Wow u got a big goal. You should try to read writeups like the ps4 4.05 one from Team overflow. Its pretty detaild. It will help u unterstand one approach to find Kernel exploits. There is not one way to find Hacks. In Addition you Could Check pegaswitch ans try to Understand that Code.
To Write Homebrew you Need to Write some graphic Library ans Reverse Engineer some libs of the Switch itself. Its not easy Right now.
You'll probably catch some grief from folks on here, but pay no mind as usually the most vocal users who talk trash about people trying to learn are also the ones who have no idea what they're talking about.
The first thing I would do in your scenario is do a real inventory of what you actually know and what your true skill level is.
You say you know C++ and python;
What scale of projects have you worked on? Have they been simple hello worlds and desktop applications? Or have you worked in a larger environment with a pseudo/professional atmosphere?
Have you stuck to only the basics, or have you worked with many different libraries? When it comes to C++, have you gone lower and experimented with C yet?
Have you looked into assembly at all yet? Do you generally know how to manage and manipulate a stack?
How is your knowledge of bitwise operations? Do you think you could implement an RShift or MULT in assembly if you had to?
These are all pretty useful skills, but in no way indicative of what you truly need to get started, nor are they skills that can tell you "Yes I can begin Reverse Engineering!". The skillset required to do so is extremely broad, and takes many years to accumulate. My main suggestion to get started in that direction, since you have some level of knowledge in C++, would first be to start understanding lower level languages. Try C, and try doing some basic things at first. Get some interesting math/image manipulation algorithms going. Try writing a basic XOR encrypt/decrypt function. If you feel you've got a handle on it, or like you already know enough where this isn't challenging, try writing a very basic emulator. Not a full system emulator, maybe even just a simple Z80 emulator that does nothing besides move data around correctly.

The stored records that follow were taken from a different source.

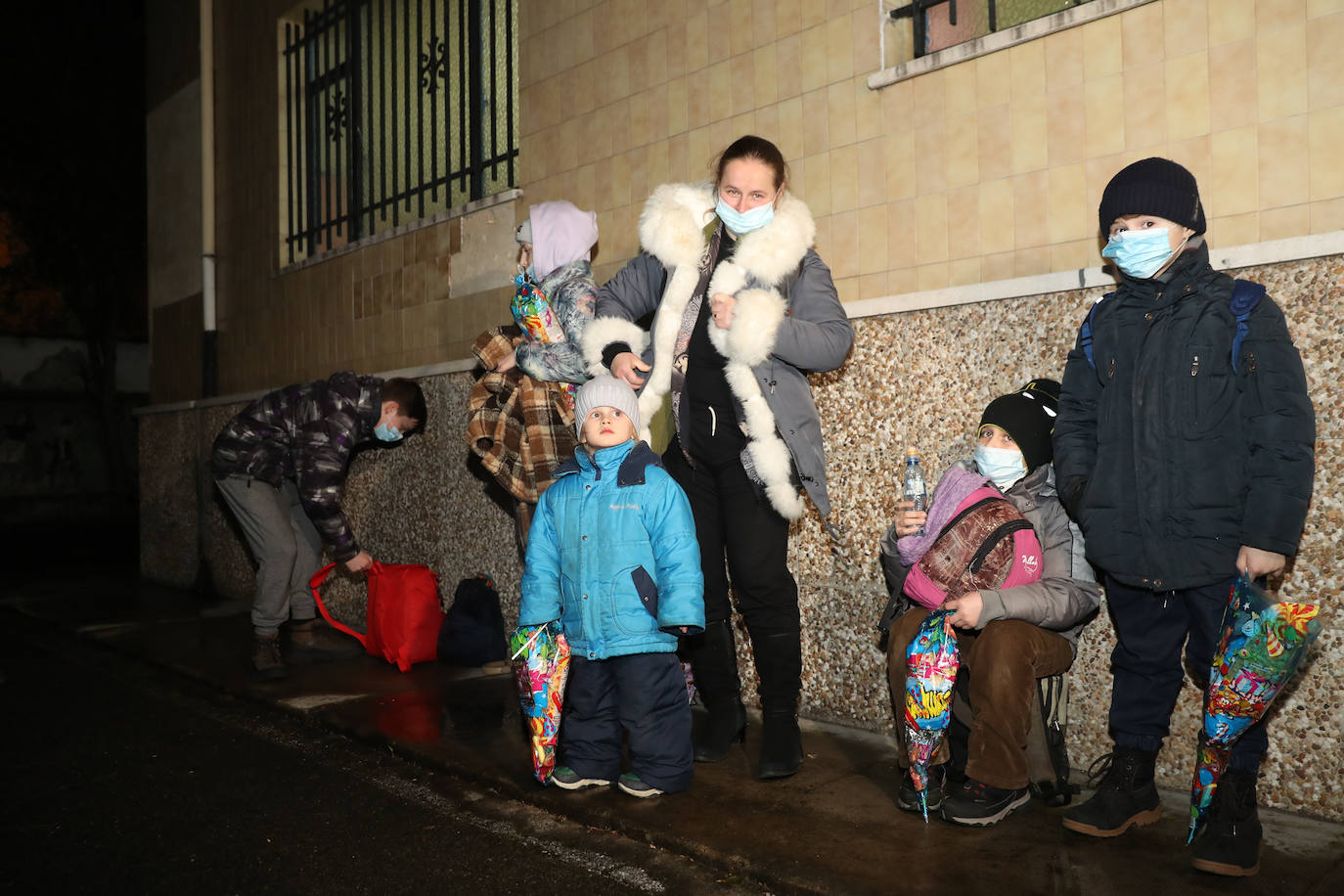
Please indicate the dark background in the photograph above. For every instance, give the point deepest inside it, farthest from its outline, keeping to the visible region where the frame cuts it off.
(72, 266)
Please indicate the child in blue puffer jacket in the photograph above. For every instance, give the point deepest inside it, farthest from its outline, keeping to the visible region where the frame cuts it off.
(611, 554)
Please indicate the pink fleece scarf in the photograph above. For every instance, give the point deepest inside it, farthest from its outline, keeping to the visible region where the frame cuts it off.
(952, 489)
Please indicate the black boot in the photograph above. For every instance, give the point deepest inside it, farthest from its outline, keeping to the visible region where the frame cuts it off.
(1229, 842)
(268, 664)
(714, 662)
(780, 666)
(1127, 795)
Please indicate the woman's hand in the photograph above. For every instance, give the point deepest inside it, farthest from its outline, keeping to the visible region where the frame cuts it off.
(908, 518)
(966, 608)
(1257, 563)
(626, 366)
(721, 309)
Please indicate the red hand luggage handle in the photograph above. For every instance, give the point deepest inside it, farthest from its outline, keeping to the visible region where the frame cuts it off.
(316, 582)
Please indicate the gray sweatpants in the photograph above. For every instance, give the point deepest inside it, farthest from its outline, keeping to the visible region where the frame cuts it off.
(284, 543)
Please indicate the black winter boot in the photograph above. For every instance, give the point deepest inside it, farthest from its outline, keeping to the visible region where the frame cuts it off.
(1125, 797)
(780, 666)
(268, 664)
(1229, 842)
(714, 662)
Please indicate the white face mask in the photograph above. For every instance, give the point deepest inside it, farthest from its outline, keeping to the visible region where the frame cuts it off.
(1003, 467)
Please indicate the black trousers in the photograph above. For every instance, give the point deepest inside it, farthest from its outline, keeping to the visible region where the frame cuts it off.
(646, 694)
(734, 524)
(1150, 629)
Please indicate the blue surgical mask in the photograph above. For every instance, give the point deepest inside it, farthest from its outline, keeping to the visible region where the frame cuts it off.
(387, 432)
(743, 222)
(1003, 467)
(1140, 252)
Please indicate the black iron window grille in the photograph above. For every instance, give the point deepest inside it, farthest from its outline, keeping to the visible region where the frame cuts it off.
(395, 111)
(938, 24)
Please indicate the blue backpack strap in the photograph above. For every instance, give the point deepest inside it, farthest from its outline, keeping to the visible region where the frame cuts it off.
(1246, 295)
(1085, 332)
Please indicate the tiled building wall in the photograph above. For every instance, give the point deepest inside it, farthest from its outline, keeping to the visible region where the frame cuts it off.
(416, 297)
(985, 169)
(918, 378)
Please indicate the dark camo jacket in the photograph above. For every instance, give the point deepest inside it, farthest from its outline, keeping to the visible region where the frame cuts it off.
(304, 432)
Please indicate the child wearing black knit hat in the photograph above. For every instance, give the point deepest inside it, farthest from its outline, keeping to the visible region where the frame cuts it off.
(1009, 636)
(1185, 449)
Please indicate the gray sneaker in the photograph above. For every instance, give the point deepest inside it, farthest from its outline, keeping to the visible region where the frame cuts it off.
(908, 798)
(632, 784)
(566, 778)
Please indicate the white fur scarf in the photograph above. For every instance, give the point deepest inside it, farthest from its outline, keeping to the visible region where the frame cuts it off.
(671, 229)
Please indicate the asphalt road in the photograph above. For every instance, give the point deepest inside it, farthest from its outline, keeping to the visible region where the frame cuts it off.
(129, 780)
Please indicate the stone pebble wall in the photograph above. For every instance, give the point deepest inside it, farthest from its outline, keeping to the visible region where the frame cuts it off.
(919, 378)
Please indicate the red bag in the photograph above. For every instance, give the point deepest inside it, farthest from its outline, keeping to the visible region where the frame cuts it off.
(403, 612)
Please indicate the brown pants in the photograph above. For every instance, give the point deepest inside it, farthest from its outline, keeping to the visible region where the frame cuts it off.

If you're comfortable with all of that, I would recommend making the dive into assembly. Though it can be a bit maddening at times, you truly begin to understand the complexity of higher level languages when working with assembly. Not only that, but there's no way you could possibly successfully learn any type of assembly without becoming a pro at stack management. If you've never touched any assembly at all before, I can't recommend enough that MIPS is an excellent starting point. Data, address, and pretty much everything is all the same size and it's very easy to get comfortable with and not have crazy issues while working on it. The MARS simulator will help you run that assembly code and debug to see what happens and where things go wrong.
Once you have a firm grasp on all of that, I would start looking into manual translations. Take a C program you've written, generate the assembly for it using gcc. Now delete the .c file. Using only the assembly, rebuild that C file manually. This will start flexing your knowledge of the connections between those higher languages, and the actual bytecode. Once you've done that, try making your own language! With the knowledge you've gained in C and Assembly, you should now be able to make a higher level language that either transpiles down into C, or compiles down into actual assembly. Write a parser, experiment, and break some stuff. It's all a learning experience.
One other thing you may want to do once you have the above knowledge is write some example "exploits". Not anything real or useful per se, but for example, write a buffer overflow in C that overwrites a return address, and calls a python script to open a bash shell. Understanding how you can manipulate memory and the stack as a whole is crucial. Study up on things such as Return-Oriented Programming (ROP), Jump-Oriented Programming (JOP), Buffer exploits, SQL injection (for funsies), ASLR, Canary, DEP, NX, and a slew of other security features. Knowing these things will help you begin understanding security concepts that will help you when you start trying to get ACE on any given platform.
My final note is this: It will take a really long time to get where you want to be. Even if you're top of your class in school, and have a ton of free time, there are so many skillsets in different fields you need to have to do the things you want to do. Practice is key. If you learn a new language, don't let it atrophy. Always practice it by writing whatever dumb little program you want in that language, just don't let the knowledge fall out.
EDIT: Wanted to add this: Shell scripting. While not necessarily a mandatory portion, to work with other developers, you really need to understand linux and common build systems such as using Makefile, using cmake, automake, etc. Knowing how to use the linux bash effectively will not only make your life easier, but will make any given project consume far less time. And also GDB. Learn GDB, for all that is holy, learn GDB as soon as you can.